Apart from the 30 second introduction of the "Peace" theme, Side 1 is a track by track analog to Side 1 on the debut. "Pictures of the City" is this album's "Schizoid Man", but not nearly as groundbreaking or hard hitting. Michael Giles remains on drums but the trebly quality of his kit is gone, replaced by a more guttural timbre. He nonetheless remains as prominent. In "Cadence and Cascade" we have a more terse statement of the "I Talk to the Wind" theme, with Gordon Haskell having stepped in as short lived vocalist. While it could not match the original for sheer psychedelic bliss, to me it's an equal. The title cut is this recording's "Epitaph", and in some respects exceeds that cut, thanks to an even more majestic middle mellotron theme. The ending is somewhat drawn out, but suggests the sea as an infinite source of life, inspiration, and death.

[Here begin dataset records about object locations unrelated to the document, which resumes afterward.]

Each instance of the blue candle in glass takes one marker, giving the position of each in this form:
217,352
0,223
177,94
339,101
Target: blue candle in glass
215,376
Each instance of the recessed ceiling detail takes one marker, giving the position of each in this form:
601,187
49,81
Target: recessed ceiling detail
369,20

Side 2 begins and ends with instrumental and more vocal recapitulation of the acoustic "Peace" themes respectively, but in between we are offered the new, less democratic direction for KC under Robert Fripp. "Cat Food" is a quaint mixture of rock and roll tickled by Keith Tippet's piano work, but ultimately lightweight compared to what we are used to. "The Devil's Triangle" is mellotron gone awry, ostensibly in the service of Holst's "Planets", and seems to be at least in part a parting shot by Ian McDonald. Both of these tracks point to what would be somewhat better developed on "Lizard".

Apart from "Cadence" and the title song, this isn't an album to come back to a whole lot. Even if it had been first out of the gate, it lacks the cohesion of "In the Court.." , while its second side sacrifices craftsmanship for virtuosity and gimmickry, which makes an ocean of difference.